Née un an après la Nakba, formée dans le tumulte intellectuel de Beyrouth, elle appartient à cette génération pour qui l’exil n’était pas une abstraction mais une expérience fondatrice. De cette condition, elle n’a jamais fait un slogan. Elle en a fait une responsabilité. Car pour elle, la Palestine n’était ni un mythe ni une abstraction diplomatique. La Palestine était une responsabilité historique. Être née loin de chez elle signifiait apprendre à traduire : traduire une mémoire familiale en langage politique, une dépossession en argument juridique et une cause nationale juste en cadre universel.

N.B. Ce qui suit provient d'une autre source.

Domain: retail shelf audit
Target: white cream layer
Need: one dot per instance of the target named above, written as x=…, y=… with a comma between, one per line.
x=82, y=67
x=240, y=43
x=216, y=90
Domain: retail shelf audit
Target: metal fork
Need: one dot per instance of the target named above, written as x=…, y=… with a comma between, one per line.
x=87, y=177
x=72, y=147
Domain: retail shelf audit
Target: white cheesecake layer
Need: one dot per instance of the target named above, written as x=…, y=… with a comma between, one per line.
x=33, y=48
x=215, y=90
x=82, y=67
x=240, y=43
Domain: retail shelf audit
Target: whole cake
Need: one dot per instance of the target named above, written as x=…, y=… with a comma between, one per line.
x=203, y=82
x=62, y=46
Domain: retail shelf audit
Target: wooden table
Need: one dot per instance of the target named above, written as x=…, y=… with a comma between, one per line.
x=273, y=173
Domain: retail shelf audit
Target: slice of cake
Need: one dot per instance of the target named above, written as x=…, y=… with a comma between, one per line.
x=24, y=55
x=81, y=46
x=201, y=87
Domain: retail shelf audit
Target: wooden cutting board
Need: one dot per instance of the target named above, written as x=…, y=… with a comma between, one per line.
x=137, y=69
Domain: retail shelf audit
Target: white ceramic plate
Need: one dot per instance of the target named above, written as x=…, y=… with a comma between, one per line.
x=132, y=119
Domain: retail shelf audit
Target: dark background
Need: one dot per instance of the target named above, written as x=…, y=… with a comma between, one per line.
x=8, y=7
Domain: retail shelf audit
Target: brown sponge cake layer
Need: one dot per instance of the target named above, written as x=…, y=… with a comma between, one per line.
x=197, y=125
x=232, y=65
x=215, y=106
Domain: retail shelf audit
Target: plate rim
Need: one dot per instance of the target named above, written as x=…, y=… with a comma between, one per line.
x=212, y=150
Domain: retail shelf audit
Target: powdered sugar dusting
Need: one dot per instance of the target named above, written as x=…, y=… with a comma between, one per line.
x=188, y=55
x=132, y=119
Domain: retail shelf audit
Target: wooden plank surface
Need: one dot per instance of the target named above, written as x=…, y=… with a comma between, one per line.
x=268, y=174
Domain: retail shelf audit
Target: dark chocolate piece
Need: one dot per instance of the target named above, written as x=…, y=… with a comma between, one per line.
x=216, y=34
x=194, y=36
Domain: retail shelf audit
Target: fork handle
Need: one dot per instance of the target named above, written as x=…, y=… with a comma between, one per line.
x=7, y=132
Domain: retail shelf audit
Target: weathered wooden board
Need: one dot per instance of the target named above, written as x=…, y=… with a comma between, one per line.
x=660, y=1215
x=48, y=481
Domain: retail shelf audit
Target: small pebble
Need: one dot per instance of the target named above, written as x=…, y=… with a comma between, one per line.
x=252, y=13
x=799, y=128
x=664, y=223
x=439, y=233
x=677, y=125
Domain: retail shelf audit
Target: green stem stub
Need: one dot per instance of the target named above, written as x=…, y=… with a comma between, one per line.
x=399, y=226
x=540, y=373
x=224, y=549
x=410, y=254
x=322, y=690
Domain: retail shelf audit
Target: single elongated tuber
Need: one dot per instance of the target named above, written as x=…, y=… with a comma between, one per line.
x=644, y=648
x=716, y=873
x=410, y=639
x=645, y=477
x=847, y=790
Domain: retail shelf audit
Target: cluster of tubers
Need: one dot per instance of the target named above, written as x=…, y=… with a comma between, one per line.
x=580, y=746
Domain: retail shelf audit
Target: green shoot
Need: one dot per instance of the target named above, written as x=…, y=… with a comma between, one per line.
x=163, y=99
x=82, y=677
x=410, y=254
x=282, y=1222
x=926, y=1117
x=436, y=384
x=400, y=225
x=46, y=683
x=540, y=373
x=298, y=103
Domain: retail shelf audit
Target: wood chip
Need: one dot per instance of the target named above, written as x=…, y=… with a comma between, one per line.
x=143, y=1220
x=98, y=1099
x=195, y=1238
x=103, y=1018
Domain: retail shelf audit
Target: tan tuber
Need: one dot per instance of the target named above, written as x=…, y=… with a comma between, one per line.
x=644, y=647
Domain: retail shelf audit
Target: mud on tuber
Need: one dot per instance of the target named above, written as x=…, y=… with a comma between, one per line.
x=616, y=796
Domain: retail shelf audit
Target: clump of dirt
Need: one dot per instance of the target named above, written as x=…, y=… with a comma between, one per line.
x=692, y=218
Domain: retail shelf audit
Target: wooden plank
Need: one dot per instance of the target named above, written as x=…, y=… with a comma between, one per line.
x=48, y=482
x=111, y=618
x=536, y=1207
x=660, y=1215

Dans les enceintes européennes, elle incarnait cette tension féconde : parler depuis l’exil sans perdre l’ancrage, défendre un peuple fragmenté tout en s’adressant à des institutions attachées aux équilibres. Elle savait que la bataille ne se jouait pas seulement sur le terrain, mais dans les mots, dans la manière dont la cause palestinienne était nommée, cadrée, et interprétée. À l’heure où les récits se durcissent et se polarisent, son parcours rappelle qu’il existe une diplomatie de la constance. Elle revendique son engagement sans jamais transgresser les règles du jeu international. Cette tension maîtrisée entre fidélité nationale et expression universelle définissait sa posture unique.
Le Centre arabe de recherches et d’études politiques présente ses sincères condoléances à sa famille et à ses proches. Les Palestiniens perdent une voix éclairée et fidèle, une diplomate dont l’engagement et la lucidité continueront d’inspirer les générations à venir.